Cool. Now that I got that disclaimer out of the way, I need to inform you that over the next four Halloweens, I plan on dressing you as a baseball, a football, a hockey puck and a basketball. If you are a slender baby, I will change those costumes to a wooden bat, a first-down marker, a hockey stick, and Phil Jackson. I love sports.
Good news (for me): You may eventually share my passion for sports.
Bad news (for you): You may also share my utter lack of athleticism.
I am a terrible athlete. I tried fixing this for years, but all my efforts were fruitless. Milk didn't do this body any good. Being allergic to several nutritious substances has not helped. Exercise was only effective when I managed to not hurt myself. Then, the guy at the GNC store got irate when I asked him for quality Human Growth Hormone at the mall. I initially tried to be discreet and asked for "the good stuff you keep in the back," but the guy was bothered by my inability to wink. I kept scrunching up my face, and I closed both eyes every time without fail. That was the day I learned that my poor coordination would keep me from cheating effectively. Damn you, failed motor skills.
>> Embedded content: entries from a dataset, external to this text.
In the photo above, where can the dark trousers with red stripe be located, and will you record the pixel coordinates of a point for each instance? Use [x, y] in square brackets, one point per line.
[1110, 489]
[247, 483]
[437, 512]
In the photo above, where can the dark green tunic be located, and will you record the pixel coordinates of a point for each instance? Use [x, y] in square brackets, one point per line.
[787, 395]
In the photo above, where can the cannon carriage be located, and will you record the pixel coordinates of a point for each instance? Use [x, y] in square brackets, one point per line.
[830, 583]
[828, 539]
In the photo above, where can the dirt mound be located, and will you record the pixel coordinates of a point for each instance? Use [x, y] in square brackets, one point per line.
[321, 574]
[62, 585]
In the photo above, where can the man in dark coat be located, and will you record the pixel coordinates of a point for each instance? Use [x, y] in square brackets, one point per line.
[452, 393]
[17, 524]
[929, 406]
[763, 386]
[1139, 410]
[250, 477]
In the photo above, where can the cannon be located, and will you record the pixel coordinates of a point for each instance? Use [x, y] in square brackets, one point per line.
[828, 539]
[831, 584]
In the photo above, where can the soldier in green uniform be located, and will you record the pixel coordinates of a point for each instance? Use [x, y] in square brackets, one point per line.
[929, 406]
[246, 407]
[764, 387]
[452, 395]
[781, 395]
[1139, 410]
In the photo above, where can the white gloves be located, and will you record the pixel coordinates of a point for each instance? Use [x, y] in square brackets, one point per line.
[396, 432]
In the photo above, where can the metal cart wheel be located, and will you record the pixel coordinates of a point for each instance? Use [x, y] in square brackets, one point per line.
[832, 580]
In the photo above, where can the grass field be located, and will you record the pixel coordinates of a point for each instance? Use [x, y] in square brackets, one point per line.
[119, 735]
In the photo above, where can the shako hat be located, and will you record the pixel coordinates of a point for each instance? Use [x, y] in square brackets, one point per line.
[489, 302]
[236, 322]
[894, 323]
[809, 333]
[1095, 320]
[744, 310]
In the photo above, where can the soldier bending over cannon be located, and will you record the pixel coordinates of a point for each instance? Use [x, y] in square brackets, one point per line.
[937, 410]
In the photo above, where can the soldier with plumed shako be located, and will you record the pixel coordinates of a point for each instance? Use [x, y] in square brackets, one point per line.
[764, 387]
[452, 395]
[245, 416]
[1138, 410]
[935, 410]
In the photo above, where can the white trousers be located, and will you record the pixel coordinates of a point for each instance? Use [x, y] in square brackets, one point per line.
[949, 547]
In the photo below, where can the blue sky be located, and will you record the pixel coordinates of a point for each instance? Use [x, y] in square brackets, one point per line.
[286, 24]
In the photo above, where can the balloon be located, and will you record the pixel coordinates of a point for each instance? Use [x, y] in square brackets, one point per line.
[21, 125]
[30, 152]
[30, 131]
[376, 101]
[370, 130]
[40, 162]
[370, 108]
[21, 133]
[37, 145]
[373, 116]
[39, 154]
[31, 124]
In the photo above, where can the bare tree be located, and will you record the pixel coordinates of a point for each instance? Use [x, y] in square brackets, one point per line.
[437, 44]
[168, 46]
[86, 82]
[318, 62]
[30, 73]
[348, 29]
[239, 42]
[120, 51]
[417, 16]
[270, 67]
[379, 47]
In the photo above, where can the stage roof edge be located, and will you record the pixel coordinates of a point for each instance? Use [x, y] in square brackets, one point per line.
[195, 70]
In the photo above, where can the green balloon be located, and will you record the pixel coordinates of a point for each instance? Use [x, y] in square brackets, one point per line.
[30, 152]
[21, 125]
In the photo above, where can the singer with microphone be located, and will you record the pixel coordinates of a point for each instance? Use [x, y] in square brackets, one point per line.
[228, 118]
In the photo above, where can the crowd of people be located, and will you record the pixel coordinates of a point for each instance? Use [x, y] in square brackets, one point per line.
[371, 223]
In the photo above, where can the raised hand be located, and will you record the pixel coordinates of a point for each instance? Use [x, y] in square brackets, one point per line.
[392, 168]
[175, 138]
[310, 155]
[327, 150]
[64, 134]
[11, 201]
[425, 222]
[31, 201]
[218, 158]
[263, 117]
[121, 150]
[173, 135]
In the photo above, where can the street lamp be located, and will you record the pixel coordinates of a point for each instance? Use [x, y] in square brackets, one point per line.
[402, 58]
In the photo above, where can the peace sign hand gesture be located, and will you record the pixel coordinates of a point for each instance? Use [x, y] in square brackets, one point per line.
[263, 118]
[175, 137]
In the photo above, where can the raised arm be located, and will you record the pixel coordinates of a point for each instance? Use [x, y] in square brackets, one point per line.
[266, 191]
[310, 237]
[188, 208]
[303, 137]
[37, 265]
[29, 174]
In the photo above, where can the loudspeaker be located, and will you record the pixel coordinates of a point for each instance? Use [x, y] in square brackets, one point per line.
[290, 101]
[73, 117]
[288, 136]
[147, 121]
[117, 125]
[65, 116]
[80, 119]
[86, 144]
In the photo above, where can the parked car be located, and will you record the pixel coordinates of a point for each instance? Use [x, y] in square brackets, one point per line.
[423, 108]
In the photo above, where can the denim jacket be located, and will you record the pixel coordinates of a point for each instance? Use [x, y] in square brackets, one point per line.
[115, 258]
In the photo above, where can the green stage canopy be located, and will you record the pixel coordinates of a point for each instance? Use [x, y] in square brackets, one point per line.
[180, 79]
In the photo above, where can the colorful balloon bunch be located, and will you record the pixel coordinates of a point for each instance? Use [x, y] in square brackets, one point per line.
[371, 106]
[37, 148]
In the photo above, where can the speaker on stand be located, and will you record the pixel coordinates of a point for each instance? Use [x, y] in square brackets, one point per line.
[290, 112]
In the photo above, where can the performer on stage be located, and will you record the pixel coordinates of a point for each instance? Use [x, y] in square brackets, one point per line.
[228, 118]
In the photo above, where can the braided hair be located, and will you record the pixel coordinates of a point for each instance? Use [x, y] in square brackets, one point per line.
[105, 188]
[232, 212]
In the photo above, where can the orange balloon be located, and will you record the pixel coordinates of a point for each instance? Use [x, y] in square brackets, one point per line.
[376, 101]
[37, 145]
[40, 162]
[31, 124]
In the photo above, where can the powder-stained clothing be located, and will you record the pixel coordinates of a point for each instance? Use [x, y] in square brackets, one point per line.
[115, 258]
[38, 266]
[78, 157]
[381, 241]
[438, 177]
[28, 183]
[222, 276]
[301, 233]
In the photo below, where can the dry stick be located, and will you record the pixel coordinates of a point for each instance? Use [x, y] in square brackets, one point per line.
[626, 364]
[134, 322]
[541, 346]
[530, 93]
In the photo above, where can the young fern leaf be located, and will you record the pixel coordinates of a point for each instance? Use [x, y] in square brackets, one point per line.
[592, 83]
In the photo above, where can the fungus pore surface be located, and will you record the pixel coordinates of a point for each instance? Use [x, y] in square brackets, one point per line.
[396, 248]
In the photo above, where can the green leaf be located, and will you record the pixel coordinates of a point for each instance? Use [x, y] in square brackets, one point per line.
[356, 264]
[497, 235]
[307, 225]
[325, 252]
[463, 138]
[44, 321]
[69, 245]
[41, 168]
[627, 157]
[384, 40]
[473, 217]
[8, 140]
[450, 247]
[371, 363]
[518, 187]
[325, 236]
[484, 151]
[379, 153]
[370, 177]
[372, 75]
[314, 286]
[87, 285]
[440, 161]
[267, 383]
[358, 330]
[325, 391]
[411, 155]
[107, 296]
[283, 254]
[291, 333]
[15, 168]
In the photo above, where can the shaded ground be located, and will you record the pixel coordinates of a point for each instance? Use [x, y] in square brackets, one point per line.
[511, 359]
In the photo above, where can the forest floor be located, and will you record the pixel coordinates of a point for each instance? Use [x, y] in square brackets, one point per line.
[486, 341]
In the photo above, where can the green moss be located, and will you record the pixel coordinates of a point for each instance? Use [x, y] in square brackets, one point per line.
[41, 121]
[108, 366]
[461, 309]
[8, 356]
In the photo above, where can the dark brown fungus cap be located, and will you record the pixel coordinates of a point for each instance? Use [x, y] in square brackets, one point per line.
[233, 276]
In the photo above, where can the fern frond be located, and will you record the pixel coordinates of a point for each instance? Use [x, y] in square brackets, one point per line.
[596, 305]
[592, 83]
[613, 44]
Don't get me wrong, little baby. I've had my fair share of athletic triumphs. When I was 10, I won a small trophy at a regional karate tournament. During my fight, a stubby man-child punched me in the throat. I laid gasping on the floor for a few moments, uncontrollably heaving as the judges stared at my rising and falling rib cage. I was probably trying to find my parents' faces in the crowd, so I could mouth the phrase "goodbye" as I took that final gasp. Then the judges decided to disqualify my opponent for inappropriate conduct. Victory was mine! They let me gather my thoughts and mouthpiece, before watching me get vanquished by a small child in the next round. Third place trophies are awesome.
In high school, I was an accomplished pole vaulter. They let me use a special pole because of my extraordinary ability to weigh half as much as most teenagers. It was purple, and I gave it the name Excalibur. Before every meet, I would strut around the runway like a confused animal, holding Excalibur and staring blankly at opponents. I also spent some time practicing my form, which seems extremely unlikely when one sees this picture.
I continued to showcase my athletic prowess in grad school, where I joined a talented intramural softball squad. They needed me. I talked a lot of trash, used the term "wheelhouse" as much as possible, and I brought an extra glove so they would let me play. It was a good time. I particularly enjoyed it when we got to play against real athletes. One guy chose to play with his shirt off, likely because his torso was built in a lab somewhere and he wanted to show us the achievements of modern science. This dude took sports seriously, so I doubt he was all that happy when I came running around first wearing a pink helmet while yelling "he put it in my wheelhouse!"
This is not necessarily your future, little dude. You may be a hell of an athlete. But you might want to work on your charm, just in case.